DonorsChoose

Last year (just before I joined the fold) the Scienceblogs gang teamed up with a company called DonorsChoose to help out teachers with good ideas about how to make science education better.

DonorsChoose is a website that lets teachers post proposals for funding, and lets potential donors search through those projects for ideas that seem to match their own sense of what's needed.

This year, we're doing the Blogger Challenge again. If you click through the little thermometer link in the sidebar, or this link right here, you can pick one of the projects I've chosen and help fund any of the great ideas those teachers have selected. A few lucky donors will be randomly selected by our Seed overlords to get special prizes, and various groups are watching the results and matching certain sorts of donations.

Picking the projects was no small task. There are teachers asking for money to buy chalk, or to buy paper pads to use instead of their broken blackboards. I could have filled a list with proposals like that, and not made much of a dent in the problem.

What I wound up selecting was much more modest.
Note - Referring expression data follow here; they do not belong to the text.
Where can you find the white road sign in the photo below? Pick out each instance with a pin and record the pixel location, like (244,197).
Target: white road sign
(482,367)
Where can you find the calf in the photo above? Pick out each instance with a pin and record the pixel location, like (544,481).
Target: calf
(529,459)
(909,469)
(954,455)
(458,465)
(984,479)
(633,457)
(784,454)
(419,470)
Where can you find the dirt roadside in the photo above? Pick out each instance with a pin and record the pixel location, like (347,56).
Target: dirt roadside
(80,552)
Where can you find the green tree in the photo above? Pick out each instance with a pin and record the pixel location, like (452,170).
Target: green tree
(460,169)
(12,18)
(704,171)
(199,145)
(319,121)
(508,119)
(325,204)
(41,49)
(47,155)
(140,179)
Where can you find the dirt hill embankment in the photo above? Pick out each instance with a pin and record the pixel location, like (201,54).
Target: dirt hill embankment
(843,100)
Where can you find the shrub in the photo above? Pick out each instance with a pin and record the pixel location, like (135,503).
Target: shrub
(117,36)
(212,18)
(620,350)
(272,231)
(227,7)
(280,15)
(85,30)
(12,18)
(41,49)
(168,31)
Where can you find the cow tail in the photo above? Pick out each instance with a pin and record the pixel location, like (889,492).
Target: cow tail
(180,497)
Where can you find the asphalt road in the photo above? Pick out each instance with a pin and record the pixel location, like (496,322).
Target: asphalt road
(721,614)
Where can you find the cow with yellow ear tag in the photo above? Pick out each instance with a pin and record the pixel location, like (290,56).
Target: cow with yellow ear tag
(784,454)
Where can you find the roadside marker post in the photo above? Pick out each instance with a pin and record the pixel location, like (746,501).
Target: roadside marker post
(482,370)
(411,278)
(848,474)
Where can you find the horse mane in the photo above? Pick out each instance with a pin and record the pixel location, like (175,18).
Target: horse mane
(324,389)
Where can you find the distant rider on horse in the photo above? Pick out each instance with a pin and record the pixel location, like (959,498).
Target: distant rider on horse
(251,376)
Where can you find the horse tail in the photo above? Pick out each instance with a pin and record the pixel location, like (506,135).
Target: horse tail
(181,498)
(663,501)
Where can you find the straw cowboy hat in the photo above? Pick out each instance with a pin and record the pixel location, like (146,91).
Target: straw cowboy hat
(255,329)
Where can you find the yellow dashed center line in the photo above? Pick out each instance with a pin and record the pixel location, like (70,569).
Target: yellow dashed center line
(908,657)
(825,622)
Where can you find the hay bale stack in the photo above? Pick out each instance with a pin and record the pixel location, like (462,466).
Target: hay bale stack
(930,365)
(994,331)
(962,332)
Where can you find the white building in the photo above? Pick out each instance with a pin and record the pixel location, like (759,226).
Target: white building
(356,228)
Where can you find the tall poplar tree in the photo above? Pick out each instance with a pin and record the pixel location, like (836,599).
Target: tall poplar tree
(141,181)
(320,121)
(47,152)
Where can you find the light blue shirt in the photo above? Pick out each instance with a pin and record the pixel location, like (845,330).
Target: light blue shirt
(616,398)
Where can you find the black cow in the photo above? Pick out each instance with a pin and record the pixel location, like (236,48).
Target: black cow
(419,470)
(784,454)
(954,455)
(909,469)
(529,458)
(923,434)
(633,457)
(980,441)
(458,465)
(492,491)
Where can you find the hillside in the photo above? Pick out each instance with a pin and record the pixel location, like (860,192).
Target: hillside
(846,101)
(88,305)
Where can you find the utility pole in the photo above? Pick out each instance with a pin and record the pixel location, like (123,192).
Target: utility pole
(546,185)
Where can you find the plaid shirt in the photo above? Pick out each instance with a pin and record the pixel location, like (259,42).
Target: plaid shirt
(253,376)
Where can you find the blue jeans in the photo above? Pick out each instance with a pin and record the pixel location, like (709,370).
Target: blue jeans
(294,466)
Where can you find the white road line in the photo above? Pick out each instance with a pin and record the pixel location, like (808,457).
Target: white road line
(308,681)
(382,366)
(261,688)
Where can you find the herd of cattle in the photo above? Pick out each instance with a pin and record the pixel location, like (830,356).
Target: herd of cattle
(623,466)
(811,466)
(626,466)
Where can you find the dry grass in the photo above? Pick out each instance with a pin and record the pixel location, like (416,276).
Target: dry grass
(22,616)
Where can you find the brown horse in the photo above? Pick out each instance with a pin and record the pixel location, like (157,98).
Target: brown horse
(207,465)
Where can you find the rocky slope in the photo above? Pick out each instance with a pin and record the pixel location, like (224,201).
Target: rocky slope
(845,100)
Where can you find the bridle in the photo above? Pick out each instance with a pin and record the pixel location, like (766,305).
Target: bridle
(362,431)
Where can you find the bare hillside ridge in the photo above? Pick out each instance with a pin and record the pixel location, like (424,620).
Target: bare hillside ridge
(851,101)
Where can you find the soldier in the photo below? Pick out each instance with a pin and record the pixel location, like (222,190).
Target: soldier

Three schools, all with high poverty rates. Three projects, each to do with getting kids out into nature. One teacher wants to bring plants and insects into the classroom to give students in Chicago a chance for some hands-on biology.

In LA, an inner-city science teacher wants to get students a chance to see insect larvae up close. They need to get ahold of larvae and microscopes so that the students can appreciate the beauty of bugs.

Here Oakland, a teacher in a high poverty school wants to get students out into the wilderness for a few days. This is an expensive project, but it's a great opportunity to get kids out to see what all the fuss is about. They'll have a chance to visit a marine mammal recovery center, to hunt bugs in ponds, and hike through the redwoods. For students in a school without a grass yard, this could well be a life-changing experience.

I'm guessing that all of you reading this can attribute at least some of your love of science to these sorts of hands-on experiences, not to mention the influence of smart, active teachers like the three who put together these plans. I'd love to see the TfK community do its part and help out these teachers and their students.

Donate.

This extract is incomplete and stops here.